I’ve just uploaded the alpha version of the active pinyin practice that I’ve been working on. There are still several things I need to do to it, like making it look good, but it’s got most of what we intend. If you’re feeling adventurous, enable it on your practice settings, get some new words added with the pinyin part, and try it out! We need feedback on how usable it is and what would make it work better for you.
Here are the things it should be awesome at right now:
- Figuring out which characters’ pinyins and tones you know. Although it only tells you if you got the whole word and tones right or wrong, behind the scenes it also updates a word’s component characters’ items when it makes sense to do so. Efficient!
- Turning the pinyin in your head into pinyin on the screen. Tone marks are handled with my elaborate scheme (tell me if you like it!), 儿化音 érhuàyīn are easy to input, and typos creating invalid pinyins should be prevented automatically.
- Going fast! I think you’ll chew through these like 孟子 Mèngzǐ chews through marshmallows.
But there are a few things which I haven’t been able to do yet:
- The prompt area outside the Flash looks weird.
- The Genius doesn’t yet group together similar items, so if you have multiple parts active to study, they’ll be all mixed in and you’ll have to switch between keyboard and mouse/pen more frequently than ideal.
- The correct button and toggling grading indicators in the prompt don’t work right yet, so don’t use those on these pinyin prompts. If you want to change your score, retype the pinyin.
- Long pinyins go off the screen, no back button shortcut, no tone coloring, and a few other minor things.
- Not well tested. (Hope you can help here!)
I would wait to upload until I did those things, but I’m going to go explore France with my girlfriend tomorrow afternoon until the 15th, and I wanted to share the sweet taste of active pinyin before that. I’ll be out of touch while hiking around, but George and Scott will be here cooking up more practice pizzas for y’all.
After I get back and upgrade this pupker, a similar mode for Japanese reading practice will follow, which should be a lot easier.

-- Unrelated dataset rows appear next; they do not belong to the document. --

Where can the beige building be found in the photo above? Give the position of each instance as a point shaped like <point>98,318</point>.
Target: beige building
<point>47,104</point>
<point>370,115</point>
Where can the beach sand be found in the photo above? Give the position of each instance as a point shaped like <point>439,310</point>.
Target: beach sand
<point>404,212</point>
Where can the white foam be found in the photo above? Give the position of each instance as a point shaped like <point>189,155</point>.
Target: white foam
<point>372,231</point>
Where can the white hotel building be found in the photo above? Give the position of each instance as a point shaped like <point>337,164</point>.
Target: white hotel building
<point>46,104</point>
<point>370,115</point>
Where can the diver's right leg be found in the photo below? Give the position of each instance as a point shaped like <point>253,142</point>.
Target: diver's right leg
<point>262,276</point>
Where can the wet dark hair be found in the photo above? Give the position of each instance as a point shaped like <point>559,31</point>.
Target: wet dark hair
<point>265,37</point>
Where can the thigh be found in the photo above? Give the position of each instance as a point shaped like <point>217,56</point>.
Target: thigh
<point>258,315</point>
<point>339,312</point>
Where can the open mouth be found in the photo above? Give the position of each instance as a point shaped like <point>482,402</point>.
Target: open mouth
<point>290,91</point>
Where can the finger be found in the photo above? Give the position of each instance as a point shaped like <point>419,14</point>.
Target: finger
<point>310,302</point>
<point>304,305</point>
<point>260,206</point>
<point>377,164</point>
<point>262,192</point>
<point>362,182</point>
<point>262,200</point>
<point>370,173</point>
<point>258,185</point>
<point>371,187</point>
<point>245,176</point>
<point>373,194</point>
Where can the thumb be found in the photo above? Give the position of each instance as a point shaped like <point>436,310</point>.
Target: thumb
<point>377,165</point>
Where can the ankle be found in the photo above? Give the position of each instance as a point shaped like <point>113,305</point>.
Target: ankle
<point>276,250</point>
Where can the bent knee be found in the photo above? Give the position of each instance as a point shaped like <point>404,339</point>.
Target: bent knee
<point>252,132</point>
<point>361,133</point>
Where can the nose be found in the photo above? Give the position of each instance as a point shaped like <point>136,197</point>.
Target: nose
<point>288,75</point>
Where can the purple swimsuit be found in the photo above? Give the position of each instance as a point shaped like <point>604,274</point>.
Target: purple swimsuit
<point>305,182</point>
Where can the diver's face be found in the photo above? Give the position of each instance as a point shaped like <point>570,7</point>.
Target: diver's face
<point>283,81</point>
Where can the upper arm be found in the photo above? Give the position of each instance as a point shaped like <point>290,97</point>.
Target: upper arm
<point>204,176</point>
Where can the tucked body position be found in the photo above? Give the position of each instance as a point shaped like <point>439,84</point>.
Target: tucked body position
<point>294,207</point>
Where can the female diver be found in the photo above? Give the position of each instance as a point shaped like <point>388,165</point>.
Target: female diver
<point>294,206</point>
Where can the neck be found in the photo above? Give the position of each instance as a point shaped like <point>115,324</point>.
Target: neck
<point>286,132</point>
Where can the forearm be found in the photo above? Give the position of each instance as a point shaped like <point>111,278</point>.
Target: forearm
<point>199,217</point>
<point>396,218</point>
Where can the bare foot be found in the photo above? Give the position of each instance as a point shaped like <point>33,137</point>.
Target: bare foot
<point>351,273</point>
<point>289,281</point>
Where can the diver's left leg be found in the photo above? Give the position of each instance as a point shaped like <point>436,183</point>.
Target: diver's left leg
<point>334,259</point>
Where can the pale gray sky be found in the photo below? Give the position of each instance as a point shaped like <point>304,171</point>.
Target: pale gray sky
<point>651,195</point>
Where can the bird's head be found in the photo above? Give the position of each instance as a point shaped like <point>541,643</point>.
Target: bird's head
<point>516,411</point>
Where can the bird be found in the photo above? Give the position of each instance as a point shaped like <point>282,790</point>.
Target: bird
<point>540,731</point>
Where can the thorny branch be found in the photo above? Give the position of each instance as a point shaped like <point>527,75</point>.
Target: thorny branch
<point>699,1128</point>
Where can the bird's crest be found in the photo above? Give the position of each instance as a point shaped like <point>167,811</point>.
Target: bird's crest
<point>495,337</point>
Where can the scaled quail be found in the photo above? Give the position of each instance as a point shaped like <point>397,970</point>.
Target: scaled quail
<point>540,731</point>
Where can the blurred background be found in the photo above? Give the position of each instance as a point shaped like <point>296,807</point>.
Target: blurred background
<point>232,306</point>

Oh, by the way: also on the practice page settings, there’s now a “Use Wacom plugin” option. If you have a Wacom tablet, you can activate pressure-sensitive drawing there. I haven’t used it to affect the recognition yet, but the squig drawing looks cooler. If you have the tip feel set to max softness, it will max out easily and draw really big. I set mine two notches down and it works better.